Yaz mevsimi tüm sıcaklığını hissettirmeye başlamıştı. Ela ve Ayşe, okuldan sonra piknik yapmaya karar vermişti. “Hem resim ödevimizi de orada yaparız” dedi Ela. Öğretmen resim dersinde manzara resmi çizmelerini istemişti. Ayşe, “Emine de gelebilir mi?” dedi. Emine, ikisinin de arkadaşıydı ama Ela biraz tereddüt ederek: “Şeyy, sen bilirsin ama biliyorsun bazen değişik davranışları var.” dedi. Ayşe: “Biliyorum ama o da bizim arkadaşımız, hem belki olumsuz davranışları düzelir. Onu dışlamış olmayalım, o da gelsin.” dedi. Ela da “Peki” dedi. Emine bazen sırasının altında çöplerini biriktiriyordu. Kaleminin ucunu açtığında çok rahat bir şekilde çöpünü yere atıyordu.

O gün annelerinden parktaki ağacın gölgesinde piknik için izin aldılar. Yanlarına da yiyecek bir şeyler aldılar. Emine’ye de haber vermişlerdi. O da annesinden izin alıp geldi.

Üç arkadaş o gün okulda yaşadıkları olayları anlatıp gülüp eğlendiler. Annelerinin hazırladığı yiyecekleri yediler, meyve suyu içtiler. Emine, ağzını sildiği peçeteyi çimlere doğru savuruvermişti. Ela ve Ayşe birbirlerine baktılar. Ela dayanamadı: ”Emine bu yaptığın hiç doğru bir şey değil, lütfen alıp çöp kutusuna atar mısın?” Emine hiç oralı olmadığı gibi “Siz de fazla abartıyorsunuz, ne var bunda herkes atıyor”. Ayşe: “Arkadaşım, herkes böyle çöpünü yere atarsa dünya yaşanmaz bir hâl alır.” dedi.

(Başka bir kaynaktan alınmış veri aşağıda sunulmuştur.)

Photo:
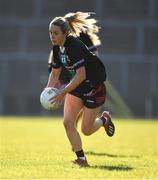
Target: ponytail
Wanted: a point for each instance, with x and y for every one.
(78, 22)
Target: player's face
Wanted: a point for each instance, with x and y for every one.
(56, 35)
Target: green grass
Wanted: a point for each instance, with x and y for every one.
(32, 147)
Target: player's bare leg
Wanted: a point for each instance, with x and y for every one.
(91, 124)
(72, 107)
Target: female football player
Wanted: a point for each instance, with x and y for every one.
(86, 90)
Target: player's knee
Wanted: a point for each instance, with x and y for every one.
(68, 124)
(86, 131)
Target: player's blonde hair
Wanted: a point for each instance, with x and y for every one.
(78, 22)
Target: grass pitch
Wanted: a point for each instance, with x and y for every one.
(37, 148)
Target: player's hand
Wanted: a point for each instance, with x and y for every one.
(59, 97)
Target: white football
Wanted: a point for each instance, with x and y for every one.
(45, 97)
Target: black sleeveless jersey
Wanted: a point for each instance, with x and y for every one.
(74, 55)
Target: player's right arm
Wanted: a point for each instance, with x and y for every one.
(56, 67)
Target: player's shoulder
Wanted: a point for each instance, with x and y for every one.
(55, 48)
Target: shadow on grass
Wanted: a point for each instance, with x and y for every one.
(112, 168)
(109, 155)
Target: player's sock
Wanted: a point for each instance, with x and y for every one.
(80, 155)
(103, 120)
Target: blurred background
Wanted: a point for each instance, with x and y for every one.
(129, 50)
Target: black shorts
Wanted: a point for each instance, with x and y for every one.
(92, 96)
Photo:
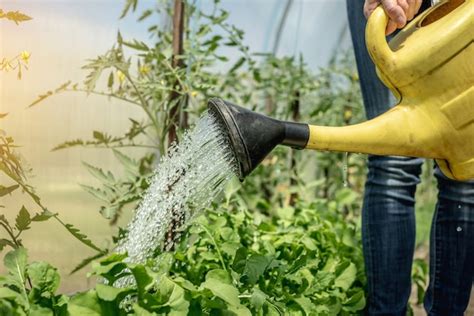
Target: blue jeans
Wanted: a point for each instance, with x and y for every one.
(388, 217)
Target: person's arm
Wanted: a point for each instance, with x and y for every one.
(399, 11)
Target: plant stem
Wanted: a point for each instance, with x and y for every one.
(215, 245)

Resim defterlerini ve boya kalemlerini çıkardılar. Ağaçlara, çiçeklere bakarak bu muhteşem manzarayı çizmek istiyorlardı. Ela, gölgesinde oturdukları ağacı ve kocaman dallarını çizmeye başlamıştı. Ayşe de, manzara resimlerinde hep önce güneşten başlardı çizmeye.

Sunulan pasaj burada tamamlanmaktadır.